Tuesday, April 9, 2013

Milton Rogovin by J Campbell


ABOUT THIS SERIES

"In 1975 I closed my optometric office in order to do a photo series in the steel mills of the Buffalo area (plus one series in Philadelphia). In this series, I tried, if possible, to film the workers both at work and at home with their families." –Milton Rogovin





ABOUT THIS SERIES

This series portrays miners in ten nations. In 1962, Milton and Anne Rogovin traveled to Appalachia for the first of nine visits. Photographs were taken of mountains devastated by mining operations as well as of miners at their work places and in the neighborhoods where they worked. Milton captured the effects of Black Lung disease and unemployment. In the Family of Miners series, workers were photographed with hard hats and lanterns and coal blackened faces, at rest, in below-ground changing rooms, or on elevators descending into the mines.

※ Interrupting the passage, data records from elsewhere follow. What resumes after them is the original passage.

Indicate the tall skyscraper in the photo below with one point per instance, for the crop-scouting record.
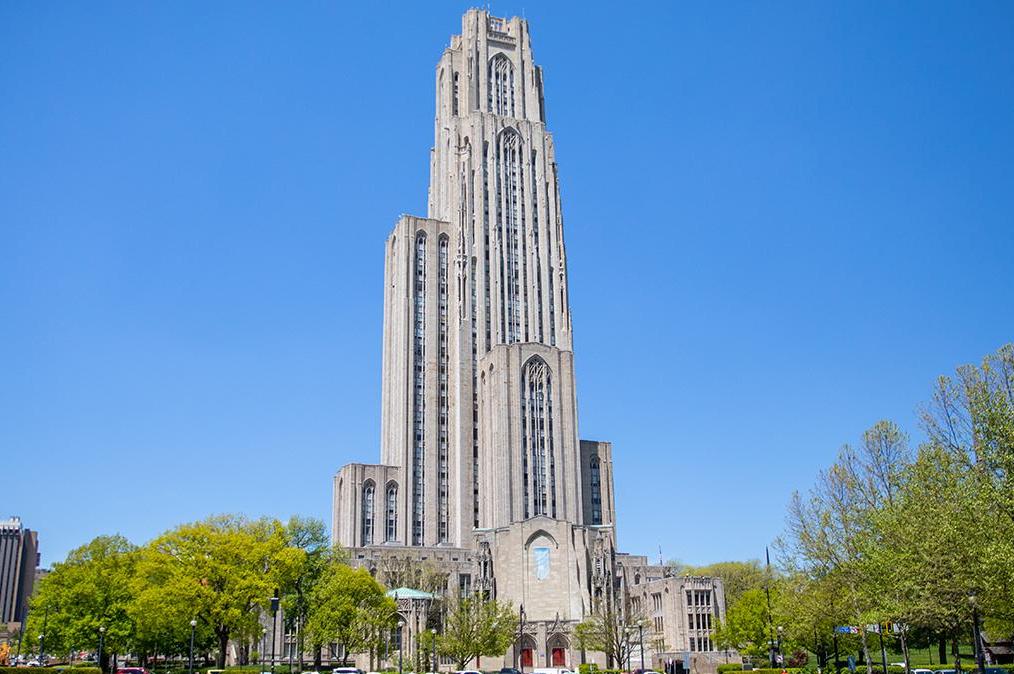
(483, 473)
(18, 560)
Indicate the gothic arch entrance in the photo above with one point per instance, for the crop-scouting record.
(526, 653)
(556, 651)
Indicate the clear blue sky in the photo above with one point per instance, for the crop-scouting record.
(784, 221)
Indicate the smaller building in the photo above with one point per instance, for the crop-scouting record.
(18, 564)
(680, 613)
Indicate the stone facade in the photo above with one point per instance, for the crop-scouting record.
(483, 473)
(18, 564)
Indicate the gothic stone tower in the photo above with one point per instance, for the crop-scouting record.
(482, 468)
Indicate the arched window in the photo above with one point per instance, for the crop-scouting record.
(511, 237)
(368, 493)
(537, 459)
(500, 86)
(419, 398)
(390, 532)
(443, 488)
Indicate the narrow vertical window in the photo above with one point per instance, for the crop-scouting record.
(419, 401)
(368, 494)
(596, 492)
(442, 467)
(454, 98)
(537, 460)
(509, 234)
(500, 86)
(390, 532)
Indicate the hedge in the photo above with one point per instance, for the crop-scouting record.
(966, 666)
(44, 670)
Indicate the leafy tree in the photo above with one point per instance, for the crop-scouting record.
(310, 536)
(737, 577)
(971, 417)
(833, 532)
(345, 604)
(746, 626)
(608, 629)
(219, 572)
(89, 590)
(476, 627)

When not at work, they were photographed at festivals, at local pubs, or at home with their families or with their pets.
At that time, only women in the US were allowed to work below ground. Milton made a special effort to photograph these women. Miners in this series are African, African-American, Hispanic, Asian and white.
After Milton received the W. Eugene Smith Award for Documentary Photography (1983) from the International Center of Photography, he was able to expand his Family of Miners series to include ten nations. Mines were photographed in Zimbabwe (1989), Mexico (1988), Cuba (1984-89), Appalachia (1962-87), Czechoslovakia (1990), Germany (1984), France (1981), Spain (1983), Scotland (1982), and China (1986).